Wright was a merchantman launched at Shields, Northumberland, in 1794 and owned by the Newcastle mariner and brewer, Stephen Wright. From 1797 to 1801 she was a hired armed ship for the British Royal Navy during which service she captured a French privateer. She then returned to mercantile service, sailing out of Newcastle, first as a transport and then trading between Newcastle and Charleston. She was captured circa December 1809.

==Career==
Wright first appeared in Lloyd's Register in the 1797 issue with E.Walker, master, Wright, owner, and trade Saint Petersburgh–Portsmouth.

Armed ship: Wrights contract with the Admiralty lasted from 6 May 1797 to 5 December 1801. In May 1797 Commander Thomas Campbell commissioned Wright for the North Sea.

On 7 April 1798, Wright, Captain Thomas Campbell, was about six leagues from Huntcliff when she recaptured three colliers that a French privateer had captured earlier that morning. (Note: The three colliers were Spalding, of Boston, Ranger, of Yarmouth, and Elizabeth, of Wells. Ranger, of 89 tons (bm), J.England, master, had been launched at Yarmouth in 1789.) After securing the three colliers, Campbell set out after the privateer. He captured her after a chase of about six and a half hours during which she had thrown five of her six guns overboard. Her name was Marveilleuse and she had a crew of 39 men under the command of Pierre Lefevre. She was eight days out of Dunkirk and had only taken one collier the day before. (Note: Merveilleuse was a 27-ton (French; "of load") privateer schooner from Honfleur, built on a design by the naval architect Jean-Louis Pestel. She was commissioned in 1798.) On 13 April Lloyd's List (LL) reported that the armed ship Wrights had brought into Tynemouth a privateer of six guns and her three prizes. The privateer had left Dunkirk on 2 April in company with six other privateers.

Merchantman: Wright appeared in the Register of Shipping (RS) volume for 1802 with J.Mills, master, S.Wright, owner, and trade Newcastle transport.

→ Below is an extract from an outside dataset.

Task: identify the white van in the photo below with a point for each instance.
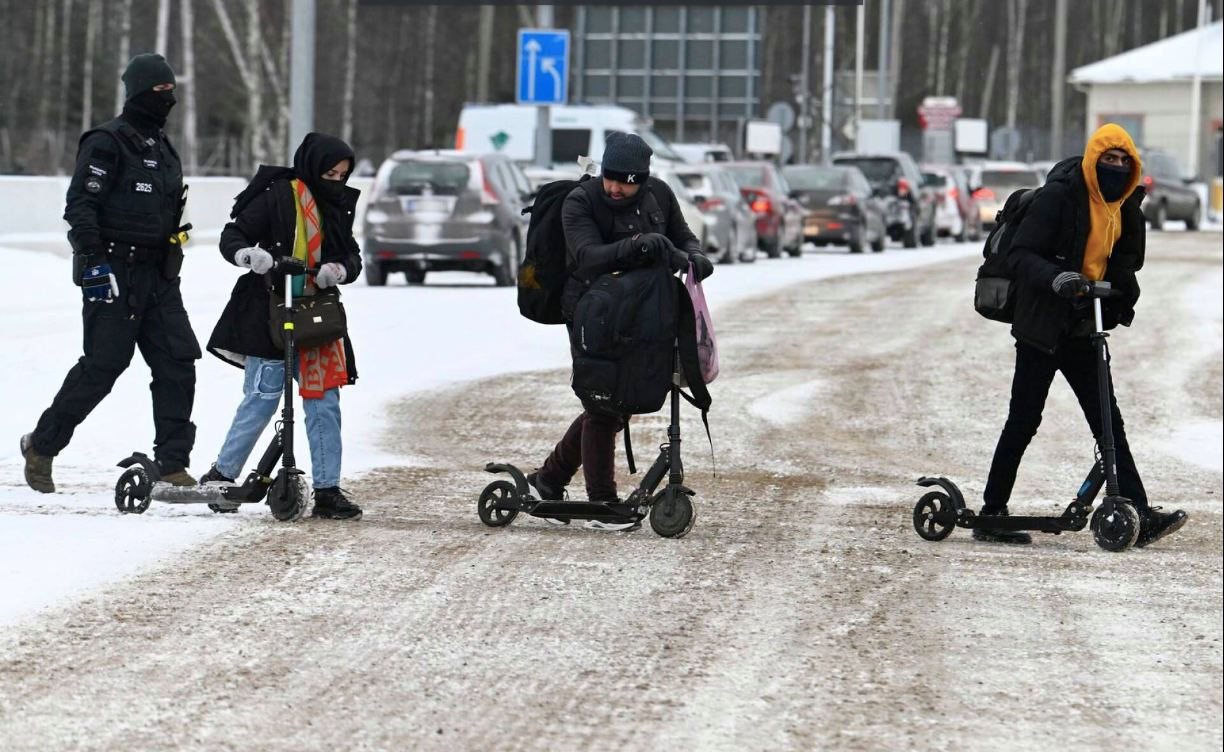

| Year | Master | Owner | Trade | Source |
|---|---|---|---|---|
| 1806 | S.Mills | S.Wright | Newcastle transport | RS |
| 1810 | Gillespy | S.Wright | Newcastle–Charleston | RS |

==Fate==
LL reported on 2 January 1810 that Wright, Scott, master, of six guns and 17 men, had been captured and taken into Rotterdam.

RS continued to carry Wright for a number of years, but with data unchanged since 1809. LL had not carried Wright after the Admiralty hired her.